Instead of collecting urine samples from a woman’s urine stream, the researchers used catheters to collect urine directly from the bladder.

Testing this way revealed that bacteria were present in urine taken from the bladders of healthy women. The researchers also found that some of those bacteria may contribute to urinary leakage or a loss of bladder control (incontinence).

Additionally, the study found that some types of bacteria are more common in women with urinary incontinence.

“While traditional urine cultures have been the gold standard to identify urine disorders in the past, they do not detect most bacteria and have limited utility as a result. “They are not as comprehensive as the testing techniques used in this study,” Wolfe explained.

“Physicians and researchers must reassess their assumptions surrounding the cause of lower urinary tract disorders and consider new approaches to prevent and treat these debilitating health issues,” Wolfe said.

The study was published recently in the journal European Urology.

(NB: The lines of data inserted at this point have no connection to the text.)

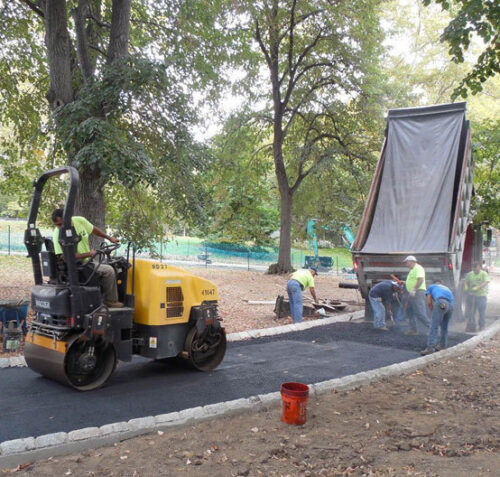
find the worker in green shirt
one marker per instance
(476, 288)
(415, 285)
(105, 272)
(299, 281)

“If we can determine that select bacteria cause various lower urinary tract symptoms, we may be able to better identify those women at risk and more effectively treat them,” study co-author Dr. Linda Brubaker, dean and chief diversity officer at the Loyola University Chicago Stritch School of Medicine, said in the news release.

More information

The U.S. Office on Women’s Health has more about urinary incontinence.

Copyright © 2015 HealthDay. All rights reserved.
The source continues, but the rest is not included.